死が二人を分かつまで

 俺はさ、うきうきしてたんだよ。
 だって今日の夕飯、お好み焼きだよって、朝に言われてたからさ!
 そりゃもう、お腹すかせるためにはりきって部活やっちゃったよね。お昼も余分に食べなかったし。今日は誰に誘われても寄り道しないよ。まっすぐ家に帰って、お好み焼き焼いて、食べんの!
 俺は世界中のラッキーを集めてハッピーな気分だったからさ、だから余計に、気になっちゃったのかもなあ。
「明日の練習……九時から六時までか……」
 力無く呟く東方に違和感を感じて俺が見上げると、東方を挟んで向こうに居る南も同じだったみたい。少し心配そうな顔して東方を見上げている。
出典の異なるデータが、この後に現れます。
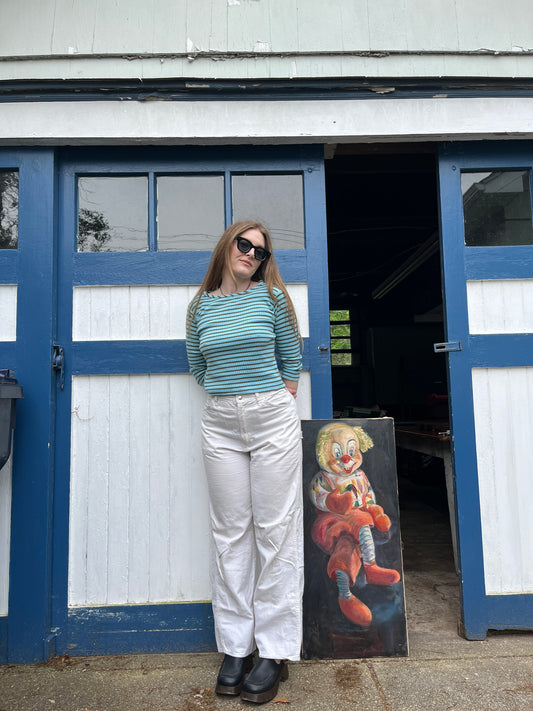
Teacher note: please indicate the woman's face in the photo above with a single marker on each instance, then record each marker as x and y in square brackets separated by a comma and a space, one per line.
[245, 265]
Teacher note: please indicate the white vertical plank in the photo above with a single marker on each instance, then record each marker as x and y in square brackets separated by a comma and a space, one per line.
[139, 312]
[8, 312]
[500, 306]
[98, 491]
[502, 412]
[81, 314]
[119, 489]
[159, 312]
[100, 309]
[79, 469]
[198, 497]
[119, 313]
[159, 474]
[140, 463]
[5, 534]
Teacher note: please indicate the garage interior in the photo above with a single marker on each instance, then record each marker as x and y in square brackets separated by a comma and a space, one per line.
[386, 311]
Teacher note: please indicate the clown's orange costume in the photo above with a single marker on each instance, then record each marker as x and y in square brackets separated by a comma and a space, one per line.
[347, 511]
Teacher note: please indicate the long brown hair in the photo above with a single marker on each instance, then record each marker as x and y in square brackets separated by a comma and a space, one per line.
[267, 271]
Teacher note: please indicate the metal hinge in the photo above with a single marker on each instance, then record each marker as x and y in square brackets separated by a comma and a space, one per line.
[447, 347]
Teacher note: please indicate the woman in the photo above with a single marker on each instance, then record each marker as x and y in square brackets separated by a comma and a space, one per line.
[251, 443]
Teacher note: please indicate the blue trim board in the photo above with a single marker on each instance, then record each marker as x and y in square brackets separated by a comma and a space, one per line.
[8, 266]
[509, 612]
[462, 425]
[112, 268]
[8, 357]
[134, 629]
[136, 357]
[31, 513]
[3, 639]
[499, 262]
[511, 350]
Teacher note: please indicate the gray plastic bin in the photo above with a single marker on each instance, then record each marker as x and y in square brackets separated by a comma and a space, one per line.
[10, 392]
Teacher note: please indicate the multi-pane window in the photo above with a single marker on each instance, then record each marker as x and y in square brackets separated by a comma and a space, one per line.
[187, 213]
[341, 337]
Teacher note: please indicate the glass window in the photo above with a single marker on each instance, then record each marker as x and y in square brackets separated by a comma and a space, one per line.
[190, 212]
[497, 208]
[274, 200]
[341, 341]
[9, 212]
[113, 214]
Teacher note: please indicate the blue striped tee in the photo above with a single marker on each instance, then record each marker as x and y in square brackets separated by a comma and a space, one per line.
[233, 340]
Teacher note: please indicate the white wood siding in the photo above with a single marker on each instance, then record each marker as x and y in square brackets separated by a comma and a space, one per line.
[138, 501]
[8, 312]
[278, 38]
[138, 520]
[108, 313]
[503, 409]
[5, 534]
[500, 306]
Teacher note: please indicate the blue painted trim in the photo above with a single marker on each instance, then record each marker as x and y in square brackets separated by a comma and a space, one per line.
[501, 351]
[136, 357]
[499, 262]
[509, 612]
[166, 267]
[3, 639]
[318, 291]
[468, 516]
[135, 629]
[8, 355]
[31, 513]
[123, 357]
[8, 266]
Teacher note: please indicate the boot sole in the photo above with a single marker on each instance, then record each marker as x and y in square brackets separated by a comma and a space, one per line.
[269, 694]
[235, 690]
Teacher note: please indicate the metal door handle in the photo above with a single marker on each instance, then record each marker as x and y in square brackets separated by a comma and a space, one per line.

 東方ってば、ちょっと思いつめた顔してるようにも見えるなあ。
 なんだろ。明日の練習、イヤなのかな? 何か微妙な予定が入ってるとか、ダルくなっちゃったとか?
 俺なんてそんなのしょっちゅうだけどね。予定が入ってるにしても、ダルくなったのしても、一日くらいさぼっちゃえばいいのに。南が地味(単数形)になっちゃうのはかわいそうだけどさ! 気分が乗らないのにムリヤリ練習するのは良くないよ!
 とか言うと、南に怒られちゃうんだけどね。「言い訳するな!」って。
「どうかしたのか?」
 しばらく東方を見守っていた南は、東方が何も言わないし何も動かないしで、耐えきれなくなったのかな。更に心配そうな顔になって、そう聞いた。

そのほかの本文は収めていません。